The point $P(\cos \alpha, \sin \alpha)$ is symmetrical to $M$ through $0$.
This gives $$\alpha=\beta + (2k+1)\pi, k\in \mathbb{Z}.$$

Answer 3

By the definition we have

$$\cos\beta = −\cos \alpha=\cos (\pi-\alpha) \iff \beta=\pi-\alpha+2k_1\pi \quad \lor \quad -(\pi-\alpha)+2k_2\pi$$

$$\sin\beta = −\sin \alpha=\sin (-\alpha) \iff \beta=-\alpha+2k_3\pi \quad \lor \quad \pi-(-\alpha)+2k_4\pi$$

then we have

• $\beta=\pi-\alpha+2k_1\pi=-\alpha+2k_3\pi\iff \pi =2h\pi$ which is impossible
• $\beta=\pi-\alpha+2k_1\pi=\pi-(-\alpha)+2k_4\pi\iff 2\alpha =2h\pi \iff \alpha =h\pi$

and therefore finally we have

• $\alpha =h\pi$
• $\beta=\pi-h\pi+2k\pi=(1-h)\pi+2k\pi$

or

• $\alpha+\beta=\pi + 2k\pi$

Answer 4

Multiply the first equation by $\sin\beta$ and the second equation by $\cos\beta$ and subtract: $$ \sin\alpha\cos\beta-\cos\alpha\sin\beta=0 $$ that is, $\sin(\alpha-\beta)=0$. This entails $$ \alpha=\beta+2k\pi \qquad\text{or}\qquad \alpha=\beta+\pi+2k\pi $$ ($k$ an integer). Now let's test the first set of solutions: if $\alpha=\beta+2k\pi$, then $\cos\alpha=\cos\beta$ and $\sin\alpha=\sin\beta$: it's impossible that $\cos\beta=-\cos\beta$ and $\sin\beta=-\sin\beta$.
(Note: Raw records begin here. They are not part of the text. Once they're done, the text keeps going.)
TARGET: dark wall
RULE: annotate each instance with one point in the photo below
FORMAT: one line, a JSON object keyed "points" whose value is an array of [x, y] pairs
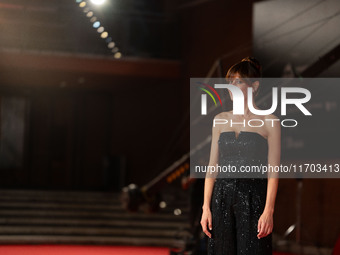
{"points": [[94, 139]]}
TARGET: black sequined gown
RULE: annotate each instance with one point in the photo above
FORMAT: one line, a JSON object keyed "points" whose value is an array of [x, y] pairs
{"points": [[237, 203]]}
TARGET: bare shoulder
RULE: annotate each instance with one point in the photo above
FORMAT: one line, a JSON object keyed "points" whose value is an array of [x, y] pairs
{"points": [[223, 115], [273, 125]]}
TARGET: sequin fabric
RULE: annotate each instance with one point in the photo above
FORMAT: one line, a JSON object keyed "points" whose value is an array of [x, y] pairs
{"points": [[237, 203]]}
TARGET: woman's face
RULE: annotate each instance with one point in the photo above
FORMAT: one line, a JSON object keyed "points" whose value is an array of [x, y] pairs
{"points": [[237, 81]]}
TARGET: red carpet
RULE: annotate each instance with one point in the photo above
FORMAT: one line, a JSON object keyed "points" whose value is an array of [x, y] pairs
{"points": [[85, 250]]}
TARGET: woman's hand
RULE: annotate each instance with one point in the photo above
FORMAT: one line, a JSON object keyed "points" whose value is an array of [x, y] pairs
{"points": [[206, 221], [265, 224]]}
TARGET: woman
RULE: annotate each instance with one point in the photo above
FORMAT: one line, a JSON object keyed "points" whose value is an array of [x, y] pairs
{"points": [[238, 212]]}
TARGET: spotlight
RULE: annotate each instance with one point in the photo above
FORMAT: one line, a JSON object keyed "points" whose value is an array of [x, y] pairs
{"points": [[98, 2], [117, 55], [111, 45], [96, 24], [104, 35]]}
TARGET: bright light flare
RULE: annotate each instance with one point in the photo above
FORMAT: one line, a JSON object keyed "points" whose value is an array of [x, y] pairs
{"points": [[98, 2]]}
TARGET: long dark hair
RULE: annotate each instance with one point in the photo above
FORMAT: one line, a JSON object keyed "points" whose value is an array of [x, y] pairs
{"points": [[247, 68]]}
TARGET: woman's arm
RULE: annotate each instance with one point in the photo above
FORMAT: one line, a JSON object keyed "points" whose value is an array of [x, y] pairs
{"points": [[265, 225], [210, 177], [206, 219]]}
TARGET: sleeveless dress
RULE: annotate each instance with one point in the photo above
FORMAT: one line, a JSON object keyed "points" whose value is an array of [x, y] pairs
{"points": [[237, 203]]}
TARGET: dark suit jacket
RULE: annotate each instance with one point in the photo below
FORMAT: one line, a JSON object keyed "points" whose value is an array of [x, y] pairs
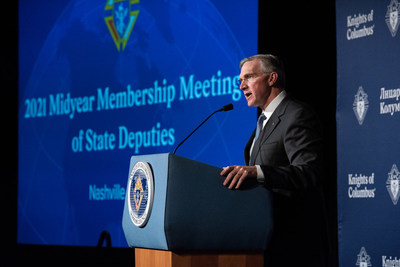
{"points": [[289, 151]]}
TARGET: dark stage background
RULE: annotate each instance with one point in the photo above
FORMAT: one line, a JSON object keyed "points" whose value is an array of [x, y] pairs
{"points": [[303, 35]]}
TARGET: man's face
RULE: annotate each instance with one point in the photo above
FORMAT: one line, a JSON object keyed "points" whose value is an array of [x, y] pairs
{"points": [[254, 84]]}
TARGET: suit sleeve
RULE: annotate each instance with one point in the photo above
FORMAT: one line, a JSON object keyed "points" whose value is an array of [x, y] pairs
{"points": [[303, 146]]}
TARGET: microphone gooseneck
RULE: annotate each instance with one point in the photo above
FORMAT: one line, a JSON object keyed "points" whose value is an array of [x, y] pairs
{"points": [[224, 108]]}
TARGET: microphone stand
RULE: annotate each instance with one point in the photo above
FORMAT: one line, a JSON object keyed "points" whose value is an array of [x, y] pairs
{"points": [[224, 108]]}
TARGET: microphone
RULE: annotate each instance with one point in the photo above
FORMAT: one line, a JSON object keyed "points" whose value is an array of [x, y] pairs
{"points": [[224, 108]]}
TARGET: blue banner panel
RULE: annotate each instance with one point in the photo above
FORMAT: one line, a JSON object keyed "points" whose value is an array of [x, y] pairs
{"points": [[368, 131], [100, 81]]}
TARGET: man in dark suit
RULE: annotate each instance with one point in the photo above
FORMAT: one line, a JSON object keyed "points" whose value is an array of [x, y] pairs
{"points": [[284, 154]]}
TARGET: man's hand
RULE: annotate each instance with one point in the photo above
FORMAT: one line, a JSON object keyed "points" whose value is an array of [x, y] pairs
{"points": [[235, 175]]}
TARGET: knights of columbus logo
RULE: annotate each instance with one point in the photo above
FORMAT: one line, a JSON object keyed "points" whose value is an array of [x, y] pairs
{"points": [[121, 20], [393, 183], [363, 259], [392, 17], [360, 105]]}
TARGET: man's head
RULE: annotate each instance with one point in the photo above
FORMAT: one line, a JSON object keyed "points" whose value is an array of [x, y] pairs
{"points": [[262, 78]]}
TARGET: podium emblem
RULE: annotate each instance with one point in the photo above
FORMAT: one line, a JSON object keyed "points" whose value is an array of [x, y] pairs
{"points": [[141, 191]]}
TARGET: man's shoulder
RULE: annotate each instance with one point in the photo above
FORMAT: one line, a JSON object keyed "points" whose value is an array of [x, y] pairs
{"points": [[292, 105]]}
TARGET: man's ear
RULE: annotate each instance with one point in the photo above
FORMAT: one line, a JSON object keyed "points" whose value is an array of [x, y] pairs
{"points": [[273, 77]]}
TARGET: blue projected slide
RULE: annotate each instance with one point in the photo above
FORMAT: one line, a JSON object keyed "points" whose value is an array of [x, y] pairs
{"points": [[100, 81]]}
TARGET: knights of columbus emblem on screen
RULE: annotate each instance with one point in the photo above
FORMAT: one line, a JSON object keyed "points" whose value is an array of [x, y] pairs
{"points": [[120, 18]]}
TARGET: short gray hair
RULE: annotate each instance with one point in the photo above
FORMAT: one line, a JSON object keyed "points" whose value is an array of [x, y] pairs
{"points": [[269, 63]]}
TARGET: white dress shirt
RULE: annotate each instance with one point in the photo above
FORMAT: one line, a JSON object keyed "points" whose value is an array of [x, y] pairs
{"points": [[269, 110]]}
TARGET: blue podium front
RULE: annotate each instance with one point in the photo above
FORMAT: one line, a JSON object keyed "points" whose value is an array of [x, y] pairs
{"points": [[186, 208]]}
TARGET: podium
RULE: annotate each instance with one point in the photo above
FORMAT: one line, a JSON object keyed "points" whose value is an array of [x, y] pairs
{"points": [[191, 217]]}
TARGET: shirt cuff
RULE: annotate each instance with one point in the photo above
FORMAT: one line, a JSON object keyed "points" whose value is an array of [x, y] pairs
{"points": [[260, 175]]}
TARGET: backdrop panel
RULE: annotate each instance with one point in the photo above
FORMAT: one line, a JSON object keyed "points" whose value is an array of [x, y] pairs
{"points": [[368, 131]]}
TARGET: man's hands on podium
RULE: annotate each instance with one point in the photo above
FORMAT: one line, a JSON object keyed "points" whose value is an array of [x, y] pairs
{"points": [[235, 175]]}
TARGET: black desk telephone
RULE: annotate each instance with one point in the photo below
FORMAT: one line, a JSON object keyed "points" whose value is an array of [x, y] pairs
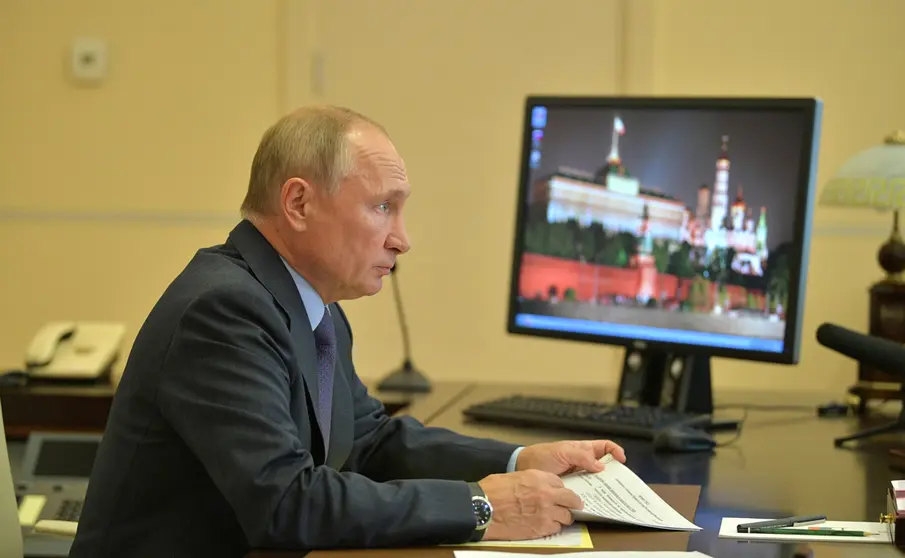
{"points": [[73, 350]]}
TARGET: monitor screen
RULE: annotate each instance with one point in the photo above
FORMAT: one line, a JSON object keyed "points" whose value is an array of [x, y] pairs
{"points": [[65, 458], [682, 223]]}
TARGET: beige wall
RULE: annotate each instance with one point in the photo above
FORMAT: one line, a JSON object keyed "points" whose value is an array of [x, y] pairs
{"points": [[105, 192]]}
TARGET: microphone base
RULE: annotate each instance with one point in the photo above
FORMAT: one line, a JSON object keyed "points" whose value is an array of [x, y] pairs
{"points": [[897, 426], [407, 379]]}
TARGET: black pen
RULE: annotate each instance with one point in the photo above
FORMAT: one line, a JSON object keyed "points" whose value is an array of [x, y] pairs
{"points": [[794, 521]]}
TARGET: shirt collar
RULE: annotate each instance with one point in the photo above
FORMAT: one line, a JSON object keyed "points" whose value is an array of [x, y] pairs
{"points": [[314, 304]]}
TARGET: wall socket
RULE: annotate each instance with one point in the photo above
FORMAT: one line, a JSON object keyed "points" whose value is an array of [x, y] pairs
{"points": [[89, 60]]}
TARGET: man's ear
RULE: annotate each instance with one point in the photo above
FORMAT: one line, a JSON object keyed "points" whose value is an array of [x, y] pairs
{"points": [[295, 202]]}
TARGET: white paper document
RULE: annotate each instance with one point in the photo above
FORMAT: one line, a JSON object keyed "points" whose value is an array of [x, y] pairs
{"points": [[618, 495], [592, 554], [729, 530], [571, 536]]}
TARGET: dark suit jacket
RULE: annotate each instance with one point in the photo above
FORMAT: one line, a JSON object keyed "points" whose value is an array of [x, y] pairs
{"points": [[213, 447]]}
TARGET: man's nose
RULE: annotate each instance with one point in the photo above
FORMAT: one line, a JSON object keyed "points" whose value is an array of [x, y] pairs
{"points": [[398, 239]]}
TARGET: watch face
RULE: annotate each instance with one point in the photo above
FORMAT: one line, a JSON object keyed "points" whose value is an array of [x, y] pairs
{"points": [[482, 511]]}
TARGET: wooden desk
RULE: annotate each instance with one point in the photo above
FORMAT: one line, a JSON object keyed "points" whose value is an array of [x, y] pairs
{"points": [[604, 537], [784, 463], [52, 406]]}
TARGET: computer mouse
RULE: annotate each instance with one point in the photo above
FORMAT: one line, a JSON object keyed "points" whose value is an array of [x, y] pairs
{"points": [[683, 438]]}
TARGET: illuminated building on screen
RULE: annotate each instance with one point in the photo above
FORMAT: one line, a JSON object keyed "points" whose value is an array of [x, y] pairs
{"points": [[618, 201]]}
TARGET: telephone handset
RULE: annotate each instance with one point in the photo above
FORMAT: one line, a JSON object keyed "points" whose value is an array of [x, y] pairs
{"points": [[74, 350]]}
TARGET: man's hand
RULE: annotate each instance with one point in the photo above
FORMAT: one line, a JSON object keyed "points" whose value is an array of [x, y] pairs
{"points": [[528, 505], [561, 458]]}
For the second set of solutions, we have \begin{align} \cos\alpha&=\cos(\beta+\pi+2k\pi)=-\cos\beta \\ \sin\alpha&=\sin(\beta+\pi+2k\pi)=-\sin\beta \end{align} for every $\beta$. So the conclusion is that your conditions are equivalent to $$ \alpha=\beta+\pi+2k\pi \qquad\text{($k$ integer)} $$

Answer 5

$$\tan\alpha=\dfrac{-\sin\beta}{-\cos\beta}=?$$

$\implies\alpha=n\pi+\beta$ where $n$ is any integer

Now check the given condition for even $=2m$(say) and odd $=2m+1$(say) values of $n$